Zurich police say they have arrested a man in connection with the murder of an air traffic controller who was on duty at the time of a fatal crash.This content was published on February 25, 2004 - 12:14
Seventy-one people, mostly Russian school children, died when two planes crashed in Swiss-controlled airspace in July 2002.
The authorities are investigating a possible link between the 2002 crash and Tuesday evening's stabbing near Zurich.
Police said they arrested the suspect close to the town of Kloten where the murder took place.
The 36-year-old air traffic controller was stabbed at his home after an exchange of words with an unidentified man.
Police said on Wednesday that the killer was aged between 50 and 55, spoke broken German and may have been from eastern Europe.
The victim, who has not been named, died at the scene after his attacker escaped on foot.
The Danish victim worked for the Swiss air traffic control agency, Skyguide. He had lived in Switzerland for seven years and was the father of three children.
Skyguide said on Thursday that the operation of air traffic control in Zurich was back to normal.
Flights over the Zurich area were scaled back by 40 per cent on Wednesday out of consideration for staff and to ensure security.
Take-offs and landings at Zurich airport were also affected, leading to delays of up to 45 minutes.
“The swift lifting of the reduction was possible after intensive discussions with the controllers associations and thanks to rapid deployment of the Skyguide care team,” said the agency in a statement.
A Bashkirian Airlines plane carrying a large number of Russian schoolchildren collided with a DHL cargo plane over Überlingen in southern Germany on July 1, 2002.
Swiss air traffic control gave confusing instructions to the Russian pilot, which contributed to the crash.
The Russian pilot followed the controller’s instructions to descend, despite onboard equipment telling him to climb, leading the aircraft to collide with the cargo plane, which was also descending.
A lawyer representing the parents of the dead said on Wednesday that his clients were distressed by news of a possible connection between the crash and the murder.
"We reject any violent act... The families do not want to be associated with this," said Gerrit Wilmans.
Network errors blamed
Two weeks after the tragedy, the unidentified controller admitted in a statement that network errors had been to blame.
The Federal Office for Civil Aviation moved him to other duties after a period of psychological treatment.
Skyguide later came under heavy criticism when it emerged that only one person was on duty during the night of the crash.
Late last year, the first compensation payouts reached a number of victims’ families after Skyguide negotiated an out-of-court settlement with some relatives.

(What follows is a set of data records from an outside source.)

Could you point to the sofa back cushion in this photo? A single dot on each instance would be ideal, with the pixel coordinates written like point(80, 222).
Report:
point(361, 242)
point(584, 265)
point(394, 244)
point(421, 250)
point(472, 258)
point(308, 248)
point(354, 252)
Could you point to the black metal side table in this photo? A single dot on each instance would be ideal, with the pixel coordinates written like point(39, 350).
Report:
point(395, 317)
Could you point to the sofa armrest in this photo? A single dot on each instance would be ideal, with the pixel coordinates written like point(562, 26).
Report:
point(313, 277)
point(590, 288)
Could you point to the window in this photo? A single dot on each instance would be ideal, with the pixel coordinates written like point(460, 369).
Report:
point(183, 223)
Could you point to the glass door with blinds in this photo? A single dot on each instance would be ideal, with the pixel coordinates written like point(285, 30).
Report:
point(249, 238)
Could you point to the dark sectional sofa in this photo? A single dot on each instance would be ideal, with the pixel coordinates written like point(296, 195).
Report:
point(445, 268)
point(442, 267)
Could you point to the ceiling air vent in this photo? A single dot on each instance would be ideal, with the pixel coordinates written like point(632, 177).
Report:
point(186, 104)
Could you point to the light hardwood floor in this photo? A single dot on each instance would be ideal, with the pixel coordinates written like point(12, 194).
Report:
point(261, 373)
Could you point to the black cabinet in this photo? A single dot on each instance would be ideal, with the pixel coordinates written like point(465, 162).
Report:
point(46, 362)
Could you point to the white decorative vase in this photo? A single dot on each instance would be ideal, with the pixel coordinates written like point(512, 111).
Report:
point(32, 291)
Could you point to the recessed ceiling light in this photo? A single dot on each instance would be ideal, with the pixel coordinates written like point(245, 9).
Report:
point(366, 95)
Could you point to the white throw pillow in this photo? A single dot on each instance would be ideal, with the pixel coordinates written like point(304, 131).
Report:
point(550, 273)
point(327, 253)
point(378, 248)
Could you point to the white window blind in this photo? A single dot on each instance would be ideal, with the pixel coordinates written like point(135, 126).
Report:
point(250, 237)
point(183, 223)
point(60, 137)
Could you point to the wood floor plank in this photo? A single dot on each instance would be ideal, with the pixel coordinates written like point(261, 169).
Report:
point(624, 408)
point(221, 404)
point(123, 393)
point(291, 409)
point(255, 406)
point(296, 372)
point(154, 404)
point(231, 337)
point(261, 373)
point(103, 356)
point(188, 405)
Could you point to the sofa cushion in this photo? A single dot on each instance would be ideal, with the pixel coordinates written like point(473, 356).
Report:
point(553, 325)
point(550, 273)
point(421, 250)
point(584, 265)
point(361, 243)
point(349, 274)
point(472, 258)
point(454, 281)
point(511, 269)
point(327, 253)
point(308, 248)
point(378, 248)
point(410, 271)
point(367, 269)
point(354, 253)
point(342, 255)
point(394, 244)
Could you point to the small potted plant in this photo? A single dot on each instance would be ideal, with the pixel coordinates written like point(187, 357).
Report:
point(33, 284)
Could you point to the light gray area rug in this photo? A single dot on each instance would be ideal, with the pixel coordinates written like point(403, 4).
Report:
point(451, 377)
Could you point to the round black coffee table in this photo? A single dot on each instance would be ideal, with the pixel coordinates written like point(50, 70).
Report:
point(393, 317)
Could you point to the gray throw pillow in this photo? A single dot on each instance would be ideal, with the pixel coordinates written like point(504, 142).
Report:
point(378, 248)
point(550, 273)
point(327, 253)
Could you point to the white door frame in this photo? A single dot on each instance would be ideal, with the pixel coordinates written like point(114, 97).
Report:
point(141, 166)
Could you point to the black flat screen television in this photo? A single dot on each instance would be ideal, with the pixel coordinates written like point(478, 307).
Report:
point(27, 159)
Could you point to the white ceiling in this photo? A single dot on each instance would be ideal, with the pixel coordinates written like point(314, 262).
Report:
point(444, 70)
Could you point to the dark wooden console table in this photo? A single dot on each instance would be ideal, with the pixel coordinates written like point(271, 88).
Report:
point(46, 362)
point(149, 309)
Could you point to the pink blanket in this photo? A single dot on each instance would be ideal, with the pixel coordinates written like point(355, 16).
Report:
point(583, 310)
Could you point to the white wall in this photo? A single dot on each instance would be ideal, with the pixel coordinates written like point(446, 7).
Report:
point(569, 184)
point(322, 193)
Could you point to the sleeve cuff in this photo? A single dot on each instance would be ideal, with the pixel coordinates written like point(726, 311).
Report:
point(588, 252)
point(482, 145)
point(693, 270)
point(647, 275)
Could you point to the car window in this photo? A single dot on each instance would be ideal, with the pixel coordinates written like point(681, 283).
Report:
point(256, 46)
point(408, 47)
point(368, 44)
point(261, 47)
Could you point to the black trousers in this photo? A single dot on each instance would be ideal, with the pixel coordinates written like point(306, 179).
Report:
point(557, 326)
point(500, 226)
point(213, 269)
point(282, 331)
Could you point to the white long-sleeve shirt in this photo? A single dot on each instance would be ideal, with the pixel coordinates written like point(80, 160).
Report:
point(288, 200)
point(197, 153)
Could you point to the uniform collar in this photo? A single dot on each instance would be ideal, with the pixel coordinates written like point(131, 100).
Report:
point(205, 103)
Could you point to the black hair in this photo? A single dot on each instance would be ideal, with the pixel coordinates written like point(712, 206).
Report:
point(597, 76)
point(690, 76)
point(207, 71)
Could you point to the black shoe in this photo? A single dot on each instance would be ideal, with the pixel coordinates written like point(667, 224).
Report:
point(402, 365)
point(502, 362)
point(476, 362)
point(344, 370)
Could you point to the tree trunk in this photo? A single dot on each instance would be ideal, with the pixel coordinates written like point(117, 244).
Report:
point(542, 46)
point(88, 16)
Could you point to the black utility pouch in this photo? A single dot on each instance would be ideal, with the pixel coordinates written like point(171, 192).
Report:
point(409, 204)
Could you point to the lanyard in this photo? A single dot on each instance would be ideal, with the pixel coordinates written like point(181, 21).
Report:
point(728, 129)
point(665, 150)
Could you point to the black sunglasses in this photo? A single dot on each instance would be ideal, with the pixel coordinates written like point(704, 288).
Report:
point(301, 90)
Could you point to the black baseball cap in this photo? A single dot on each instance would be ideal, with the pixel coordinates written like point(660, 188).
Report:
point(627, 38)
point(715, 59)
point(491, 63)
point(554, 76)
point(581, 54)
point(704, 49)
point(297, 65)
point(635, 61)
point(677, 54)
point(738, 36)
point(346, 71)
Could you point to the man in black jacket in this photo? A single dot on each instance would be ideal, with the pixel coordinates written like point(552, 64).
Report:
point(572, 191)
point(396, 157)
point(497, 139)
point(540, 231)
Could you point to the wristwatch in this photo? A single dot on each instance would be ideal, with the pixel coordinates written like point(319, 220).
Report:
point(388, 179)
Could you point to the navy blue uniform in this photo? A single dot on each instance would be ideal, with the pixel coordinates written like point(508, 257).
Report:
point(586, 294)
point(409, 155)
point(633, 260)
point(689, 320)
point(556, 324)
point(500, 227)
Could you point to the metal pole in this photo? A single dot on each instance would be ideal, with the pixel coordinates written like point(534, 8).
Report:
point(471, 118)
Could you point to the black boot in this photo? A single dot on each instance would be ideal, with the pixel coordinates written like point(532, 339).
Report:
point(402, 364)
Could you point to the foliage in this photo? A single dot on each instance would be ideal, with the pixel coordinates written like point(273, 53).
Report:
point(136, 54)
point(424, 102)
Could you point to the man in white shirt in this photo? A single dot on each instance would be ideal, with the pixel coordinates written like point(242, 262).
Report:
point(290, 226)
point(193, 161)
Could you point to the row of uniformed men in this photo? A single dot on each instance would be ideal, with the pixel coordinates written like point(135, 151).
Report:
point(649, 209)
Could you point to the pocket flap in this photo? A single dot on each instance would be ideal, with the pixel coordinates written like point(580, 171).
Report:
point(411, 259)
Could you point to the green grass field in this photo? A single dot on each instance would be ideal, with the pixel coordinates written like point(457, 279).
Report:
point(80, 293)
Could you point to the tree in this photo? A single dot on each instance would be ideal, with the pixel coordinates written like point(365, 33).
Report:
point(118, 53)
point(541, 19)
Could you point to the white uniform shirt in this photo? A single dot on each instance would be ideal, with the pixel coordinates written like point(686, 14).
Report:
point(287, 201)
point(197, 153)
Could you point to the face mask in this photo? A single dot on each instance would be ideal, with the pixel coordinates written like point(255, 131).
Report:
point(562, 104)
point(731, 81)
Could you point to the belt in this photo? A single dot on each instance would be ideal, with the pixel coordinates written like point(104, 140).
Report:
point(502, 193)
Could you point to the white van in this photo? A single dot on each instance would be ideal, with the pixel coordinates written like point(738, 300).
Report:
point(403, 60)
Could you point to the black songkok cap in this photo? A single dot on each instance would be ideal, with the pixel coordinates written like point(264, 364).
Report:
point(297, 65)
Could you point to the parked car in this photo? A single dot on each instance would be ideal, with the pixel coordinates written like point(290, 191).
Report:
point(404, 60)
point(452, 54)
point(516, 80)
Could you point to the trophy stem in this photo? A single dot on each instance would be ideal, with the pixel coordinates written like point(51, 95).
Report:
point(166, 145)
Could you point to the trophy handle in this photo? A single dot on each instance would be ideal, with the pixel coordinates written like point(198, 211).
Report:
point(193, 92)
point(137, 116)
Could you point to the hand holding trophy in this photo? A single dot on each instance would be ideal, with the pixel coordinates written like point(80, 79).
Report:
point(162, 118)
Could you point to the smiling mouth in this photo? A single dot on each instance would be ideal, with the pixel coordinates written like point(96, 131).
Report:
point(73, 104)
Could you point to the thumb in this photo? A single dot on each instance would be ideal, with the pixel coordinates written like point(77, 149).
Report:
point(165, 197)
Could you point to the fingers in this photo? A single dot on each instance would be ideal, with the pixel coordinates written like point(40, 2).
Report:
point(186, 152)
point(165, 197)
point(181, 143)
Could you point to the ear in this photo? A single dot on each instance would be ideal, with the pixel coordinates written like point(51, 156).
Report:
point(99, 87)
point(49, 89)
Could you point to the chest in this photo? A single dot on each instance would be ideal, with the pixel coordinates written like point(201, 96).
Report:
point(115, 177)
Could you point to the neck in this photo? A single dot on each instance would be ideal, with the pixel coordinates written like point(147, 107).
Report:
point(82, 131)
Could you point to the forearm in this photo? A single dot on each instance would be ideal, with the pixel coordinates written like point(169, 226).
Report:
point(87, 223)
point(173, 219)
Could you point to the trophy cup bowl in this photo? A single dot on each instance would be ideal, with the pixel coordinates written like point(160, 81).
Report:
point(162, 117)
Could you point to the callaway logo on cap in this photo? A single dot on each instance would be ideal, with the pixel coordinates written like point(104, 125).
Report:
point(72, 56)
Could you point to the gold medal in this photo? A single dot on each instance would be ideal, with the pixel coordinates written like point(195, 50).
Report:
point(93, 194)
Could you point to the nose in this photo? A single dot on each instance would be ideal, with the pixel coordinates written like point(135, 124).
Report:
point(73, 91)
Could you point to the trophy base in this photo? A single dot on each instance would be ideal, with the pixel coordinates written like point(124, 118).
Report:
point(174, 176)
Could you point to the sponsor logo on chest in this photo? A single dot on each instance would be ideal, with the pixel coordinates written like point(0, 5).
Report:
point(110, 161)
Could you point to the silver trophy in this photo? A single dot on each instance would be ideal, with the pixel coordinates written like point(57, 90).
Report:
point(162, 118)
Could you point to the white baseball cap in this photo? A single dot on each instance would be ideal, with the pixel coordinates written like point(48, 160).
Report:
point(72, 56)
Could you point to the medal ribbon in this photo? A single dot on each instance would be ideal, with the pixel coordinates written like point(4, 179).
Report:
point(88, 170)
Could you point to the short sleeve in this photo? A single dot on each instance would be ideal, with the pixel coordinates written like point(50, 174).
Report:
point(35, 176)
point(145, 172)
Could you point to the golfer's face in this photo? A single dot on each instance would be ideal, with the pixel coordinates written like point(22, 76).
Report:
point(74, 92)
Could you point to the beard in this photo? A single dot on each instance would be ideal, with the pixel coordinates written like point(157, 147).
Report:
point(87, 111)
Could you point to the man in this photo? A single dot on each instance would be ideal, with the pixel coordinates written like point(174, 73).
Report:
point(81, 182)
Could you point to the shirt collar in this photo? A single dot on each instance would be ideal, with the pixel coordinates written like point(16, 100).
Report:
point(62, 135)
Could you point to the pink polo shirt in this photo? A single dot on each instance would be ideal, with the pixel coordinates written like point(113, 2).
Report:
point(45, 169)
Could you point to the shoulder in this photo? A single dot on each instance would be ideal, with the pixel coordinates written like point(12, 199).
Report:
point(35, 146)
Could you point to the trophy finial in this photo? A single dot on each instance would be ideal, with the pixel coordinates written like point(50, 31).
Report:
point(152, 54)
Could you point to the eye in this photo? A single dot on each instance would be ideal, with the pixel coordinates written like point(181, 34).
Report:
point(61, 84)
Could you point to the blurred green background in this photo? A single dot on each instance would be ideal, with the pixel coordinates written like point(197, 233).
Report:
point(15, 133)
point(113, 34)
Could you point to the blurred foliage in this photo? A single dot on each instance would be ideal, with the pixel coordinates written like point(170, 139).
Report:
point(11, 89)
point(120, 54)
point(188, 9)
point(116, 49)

Talks are continuing with the relatives of other victims over compensation packages.
The German authorities are still investigating the Überlingen tragedy; their report is expected later this year.
swissinfo with agencies
Police have arrested a suspect in connection with Tuesday's murder of an air traffic controller.
The unnamed victim was on duty the night of a midair collision between a Russian jet and a cargo plane, which killed 71 people in July 2002.
His confusing advice is thought to have caused the crash.
Police are not ruling out a link between the two incidents.
July 1, 2002: Bashkirian Airlines jet and DHL cargo plane collide in Swiss airspace, killing 71.
July 13, 2002: the air traffic controller on duty admits network errors were to blame.
June 2003: Switzerland, Germany and Skyguide agree to set up a compensation fund.
November 2003: a first round of compensation reaches the families of 12 Russian victims.
February 24, 2004: the air traffic controller on duty at the time of the crash is stabbed to death.